Since the “deadness” of a tuple is local to the server but the VACUUM operation is replayed globally, faults can occur when a tuple is VACUUMed from the standby prematurely. The standby might be mid-read, iterating (across multiple WAL entries) over a tuple that it considers valid, while the primary might concurrently decide to VACUUM that tuple out of existence. The standby, lacking any locking coordination or awareness of concurrent operations, replays the VACUUM while the prior transaction is still in progress. This can lead to query failure if a long-running query attempts to access a VACUUMed tuple.
Why LSM Trees are Particularly Vulnerable to this Problem
If your Postgres is configured with read replicas and experiences a high volume of writes, you may have already seen this problem, even when using B-tree indexes. If a VACUUM is running on the primary at the same time that a query hits a read replica, it's possible for Postgres to abort the read. However, these errors are likely infrequent and tolerable in a typical Postgres setup where VACUUMs run once every few hours.
The same cannot be said for an LSM tree, where compaction is a core, ongoing part of the system. In a high-write throughput system, compaction can happen many times per minute, even per second. This increases the number of opportunities for conflicts to occur.
The Logical Solution: Hot Standby Feedback
This is where an optional Postgres setting called hot_standby_feedback
comes in. When enabled, hot_standby_feedback
allows the standby to tell the primary what data is safe to clean up from the replica’s point of view. This information significantly reduces the likelihood of a tuple being prematurely VACUUMed.
To understand what information hot_standby_feedback
actually relays, we must first understand how tuple versioning works in Postgres. Every tuple in Postgres has two key metadata attributes: xmin
and xmax
. xmin
stores the Transaction ID (XID) of the transaction that created or inserted that specific tuple version, while xmax
stores the XID of the transaction that either updated or deleted the tuple version, effectively marking it as obsolete. When a tuple is deleted, the xmax
value is updated with the XID of the deleting transaction. Since XID are assigned sequentially, later transactions are assigned a larger number for their XID, so another way to think about xmin
is as a proxy for the tuple’s “creation time” and xmax
for its “last updated or deleted time”.
When hot_standby_feedback
is enabled, the replica will periodically communicate the smallest xmin
(oldest “creation time”) that any of its active queries is currently pinned to.
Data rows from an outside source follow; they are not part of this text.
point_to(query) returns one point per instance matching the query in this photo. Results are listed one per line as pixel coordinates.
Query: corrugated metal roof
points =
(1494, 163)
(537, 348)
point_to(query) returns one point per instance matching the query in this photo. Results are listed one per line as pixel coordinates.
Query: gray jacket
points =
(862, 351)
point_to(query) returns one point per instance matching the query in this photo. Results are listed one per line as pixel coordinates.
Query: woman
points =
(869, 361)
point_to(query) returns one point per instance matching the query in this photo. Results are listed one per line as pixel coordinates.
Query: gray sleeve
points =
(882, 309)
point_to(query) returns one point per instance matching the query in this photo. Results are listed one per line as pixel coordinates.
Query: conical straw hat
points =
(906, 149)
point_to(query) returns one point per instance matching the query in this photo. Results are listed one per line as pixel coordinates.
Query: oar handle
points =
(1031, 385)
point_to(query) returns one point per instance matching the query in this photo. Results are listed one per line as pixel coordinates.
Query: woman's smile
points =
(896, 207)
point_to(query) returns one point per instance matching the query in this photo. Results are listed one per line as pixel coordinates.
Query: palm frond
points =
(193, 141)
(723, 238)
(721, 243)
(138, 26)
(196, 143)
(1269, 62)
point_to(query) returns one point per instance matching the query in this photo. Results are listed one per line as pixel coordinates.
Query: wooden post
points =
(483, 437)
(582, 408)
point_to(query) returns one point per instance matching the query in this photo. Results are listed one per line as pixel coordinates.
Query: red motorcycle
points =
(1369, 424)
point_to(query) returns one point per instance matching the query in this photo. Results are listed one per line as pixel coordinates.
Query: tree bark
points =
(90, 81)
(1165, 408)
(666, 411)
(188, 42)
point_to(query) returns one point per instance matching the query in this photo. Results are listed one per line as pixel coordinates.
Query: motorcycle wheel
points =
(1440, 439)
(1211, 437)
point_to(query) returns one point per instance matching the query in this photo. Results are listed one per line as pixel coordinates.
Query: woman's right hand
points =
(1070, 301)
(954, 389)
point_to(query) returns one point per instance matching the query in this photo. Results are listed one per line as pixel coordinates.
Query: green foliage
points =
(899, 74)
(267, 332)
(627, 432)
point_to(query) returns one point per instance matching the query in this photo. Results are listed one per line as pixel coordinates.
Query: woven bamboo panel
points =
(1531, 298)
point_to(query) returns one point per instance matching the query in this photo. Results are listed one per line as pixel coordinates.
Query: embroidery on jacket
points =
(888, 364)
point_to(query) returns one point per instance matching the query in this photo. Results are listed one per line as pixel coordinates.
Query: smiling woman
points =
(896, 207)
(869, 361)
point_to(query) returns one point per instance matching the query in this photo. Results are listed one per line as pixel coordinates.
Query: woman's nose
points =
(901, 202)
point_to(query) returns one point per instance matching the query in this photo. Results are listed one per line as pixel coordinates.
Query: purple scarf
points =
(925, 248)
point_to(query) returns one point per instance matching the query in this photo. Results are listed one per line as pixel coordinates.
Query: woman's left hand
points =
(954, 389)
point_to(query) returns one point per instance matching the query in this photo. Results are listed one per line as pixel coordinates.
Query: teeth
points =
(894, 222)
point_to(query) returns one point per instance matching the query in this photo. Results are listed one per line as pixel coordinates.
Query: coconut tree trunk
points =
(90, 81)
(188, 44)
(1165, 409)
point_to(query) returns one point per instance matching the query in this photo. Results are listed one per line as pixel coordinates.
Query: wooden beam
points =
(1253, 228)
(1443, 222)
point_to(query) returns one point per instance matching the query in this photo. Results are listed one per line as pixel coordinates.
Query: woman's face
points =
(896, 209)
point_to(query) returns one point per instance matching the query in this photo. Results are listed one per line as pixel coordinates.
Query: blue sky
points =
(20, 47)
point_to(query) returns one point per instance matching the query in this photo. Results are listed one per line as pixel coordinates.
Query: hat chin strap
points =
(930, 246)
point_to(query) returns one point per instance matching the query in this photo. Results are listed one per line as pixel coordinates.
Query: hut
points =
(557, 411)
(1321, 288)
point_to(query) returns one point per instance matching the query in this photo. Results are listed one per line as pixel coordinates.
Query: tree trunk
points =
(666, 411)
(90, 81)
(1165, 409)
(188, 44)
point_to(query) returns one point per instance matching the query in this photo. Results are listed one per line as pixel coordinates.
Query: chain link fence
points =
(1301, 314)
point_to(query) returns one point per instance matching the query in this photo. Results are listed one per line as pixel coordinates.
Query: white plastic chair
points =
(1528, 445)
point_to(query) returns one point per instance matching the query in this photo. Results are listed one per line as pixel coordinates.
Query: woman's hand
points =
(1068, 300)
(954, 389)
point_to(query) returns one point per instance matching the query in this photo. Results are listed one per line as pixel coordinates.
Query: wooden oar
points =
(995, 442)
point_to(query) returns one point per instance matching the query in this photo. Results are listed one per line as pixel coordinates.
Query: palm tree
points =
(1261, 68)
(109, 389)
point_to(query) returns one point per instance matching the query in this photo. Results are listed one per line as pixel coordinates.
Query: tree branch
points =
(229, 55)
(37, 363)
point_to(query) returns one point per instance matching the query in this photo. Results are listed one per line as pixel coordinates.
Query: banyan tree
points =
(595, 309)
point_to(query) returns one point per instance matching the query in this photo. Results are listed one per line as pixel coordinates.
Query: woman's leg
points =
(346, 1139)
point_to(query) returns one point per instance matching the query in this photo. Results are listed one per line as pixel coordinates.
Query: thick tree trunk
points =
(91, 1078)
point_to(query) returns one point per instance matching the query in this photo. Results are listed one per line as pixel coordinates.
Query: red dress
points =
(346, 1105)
This xmin
identifies the oldest tuple still in use on the standby.
Armed with this information, the primary can make smarter decisions about when to permit cleanup operations (i.e. VACUUMs). If it sees that a standby query is still operating on a tuple that would otherwise be considered “dead,” it can defer cleanup until that query has finished.
Final Thoughts
Even with the help of hot_standby_feedback
, standby servers are fundamentally at the mercy of the WAL to provide instructions that are safe to execute in the order and moment they are received. The tension between the local incentives and global requirements is just one challenging dimension of the difficulty in achieving full replication safety in a distributed Postgres system.
To achieve both physical and logical consistency, pg_search
implements an atomically logged LSM tree, and to achieve logical consistency, we rely on hot_standby_feedback
.
This challenge was worth tackling because it enables the fastest possible search performance, without sacrificing consistency. To see it in action, check out our documentation or our open source project!
Physical and logical consistency are also referred to as structural integrity and transactional consistency.